Displaying sparse data in Timelion using fit()


(Nikhil Utane) #1

Hi,

I am trying to plot two charts to show correlation between them.
My first plot shows the phase error, the events for which are coming at regular interval (every second, except when there is some problem at which time there will be some gap).
My second plot is to show state transition. This state transition events are sparse and we get only a few data points (depending on the value of phase error).
So I read up this: https://www.elastic.co/blog/sparse-timeseries-and-timelion
and prepared following Timelion queries:
Phase Error: .es(exists:n_pll_phase_error).if(eq, 0, null, .es(metric="max:n_pll_phase_error"))
State Transition: .es(exists:n_pll_to_state).if(eq, 0, null, .es(metric="max:n_pll_to_state"))
And here is the incoming data for state transitions:


Within the same interval, phase error have 147,593 incoming events.

With the above queries, I see following two charts. Phase error is good but State transition is just a line.

I zoom in and don't see any data for second chart.

I use points() function and see all the 7 events.
.es(exists:n_pll_to_state).if(eq, 0, null, .es(metric="max:n_pll_to_state")).points()

Instead of points(), I use fit(none) then the chart almost looks correct.
.es(exists:n_pll_to_state).if(eq, 0, null, .es(metric="max:n_pll_to_state")).fit(none)

The reason I say almost is cause the first event came in transitioning from state 1 to state 3 but in the fit it shows state as 3 from the beginning of time which is misleading.
What I would to see instead is below chart:


Where the read line indicates the state change happened from 1 to 3 and happened at 00:32 (no assumption about prior state since it doesn't know what it was).
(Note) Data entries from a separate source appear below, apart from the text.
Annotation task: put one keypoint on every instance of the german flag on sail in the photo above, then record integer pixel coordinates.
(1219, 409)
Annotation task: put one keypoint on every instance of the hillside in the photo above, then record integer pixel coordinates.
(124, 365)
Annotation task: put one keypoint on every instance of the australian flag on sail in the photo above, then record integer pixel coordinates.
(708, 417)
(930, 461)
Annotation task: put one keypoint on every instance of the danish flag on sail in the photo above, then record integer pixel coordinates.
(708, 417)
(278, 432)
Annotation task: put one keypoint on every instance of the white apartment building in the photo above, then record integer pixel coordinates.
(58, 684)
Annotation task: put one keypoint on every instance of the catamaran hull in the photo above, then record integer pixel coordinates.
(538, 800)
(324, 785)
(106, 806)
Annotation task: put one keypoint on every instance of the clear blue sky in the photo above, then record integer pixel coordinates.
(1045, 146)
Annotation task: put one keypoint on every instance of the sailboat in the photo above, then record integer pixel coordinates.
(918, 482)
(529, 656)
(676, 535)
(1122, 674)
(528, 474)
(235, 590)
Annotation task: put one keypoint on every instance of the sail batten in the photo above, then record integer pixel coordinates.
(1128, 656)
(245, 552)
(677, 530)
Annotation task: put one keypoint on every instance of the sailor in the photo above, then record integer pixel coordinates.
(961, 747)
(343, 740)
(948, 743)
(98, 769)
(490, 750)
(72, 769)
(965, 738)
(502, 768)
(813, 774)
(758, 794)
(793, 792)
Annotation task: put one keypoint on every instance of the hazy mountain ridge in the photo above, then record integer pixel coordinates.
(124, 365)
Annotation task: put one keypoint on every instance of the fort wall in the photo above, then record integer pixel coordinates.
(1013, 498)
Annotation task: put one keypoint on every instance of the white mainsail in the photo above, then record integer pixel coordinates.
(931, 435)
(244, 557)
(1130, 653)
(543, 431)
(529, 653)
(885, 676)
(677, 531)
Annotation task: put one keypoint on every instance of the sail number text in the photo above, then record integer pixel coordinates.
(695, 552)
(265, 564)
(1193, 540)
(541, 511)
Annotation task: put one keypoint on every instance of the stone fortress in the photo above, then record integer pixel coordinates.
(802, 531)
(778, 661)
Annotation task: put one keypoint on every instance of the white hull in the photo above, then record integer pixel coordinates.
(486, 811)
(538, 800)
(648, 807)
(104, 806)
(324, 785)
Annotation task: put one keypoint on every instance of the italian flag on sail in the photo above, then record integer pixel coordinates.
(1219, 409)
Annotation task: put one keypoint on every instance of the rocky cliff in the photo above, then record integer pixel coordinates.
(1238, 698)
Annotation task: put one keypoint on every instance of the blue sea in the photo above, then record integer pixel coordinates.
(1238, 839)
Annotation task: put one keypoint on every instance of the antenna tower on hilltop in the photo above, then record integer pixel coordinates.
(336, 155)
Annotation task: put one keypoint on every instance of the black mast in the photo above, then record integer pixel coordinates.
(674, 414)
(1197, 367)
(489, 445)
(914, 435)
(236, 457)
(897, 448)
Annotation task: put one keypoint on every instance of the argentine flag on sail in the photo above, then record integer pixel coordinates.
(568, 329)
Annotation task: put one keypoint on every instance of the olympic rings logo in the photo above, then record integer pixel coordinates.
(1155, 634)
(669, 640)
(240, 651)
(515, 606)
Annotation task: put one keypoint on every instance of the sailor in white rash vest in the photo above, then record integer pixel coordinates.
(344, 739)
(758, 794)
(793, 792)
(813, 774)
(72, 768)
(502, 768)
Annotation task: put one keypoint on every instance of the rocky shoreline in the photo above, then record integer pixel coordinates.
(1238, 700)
Similarly, towards the end the line ends at 01:06 indicating that's all it knows.

If this is not doable, then I'd at least like to be able to show the initial state transition from 1 to 3 (its fine if fit() extrapolates the same data to past and future.)

Any other tips as to what's the best way to show state transitions?

Thanks
Nikhil


(kulkarni) #2

Hi Nikhil,
I have asked @timroes for some help here. It will be handled soon.

Thanks
Rashmi


(Tim Roes) #3

Hi,

thanks a lot for that very details explanation and providing so many screenshots.

As you figured out correctly, lines between point will only be drawn if there is no sparse data between it, and you will need the fit method to otherwise tell Timelion how to draw the line.

I am unfortunately still a bit confused about the red line you are drawing. If I look at your points chart above, it seems like there is no point 1 at ~00:30:00 and the first point is 3. So I am not seeing where the 1 should come from? Is this because of the semantic of your data, that you ALWAYS want to assume, no matter what your first point in your timelion chart is, that there is a point with value 1 to the complete left of the chart, and the first point will always have a line from position 1 to it?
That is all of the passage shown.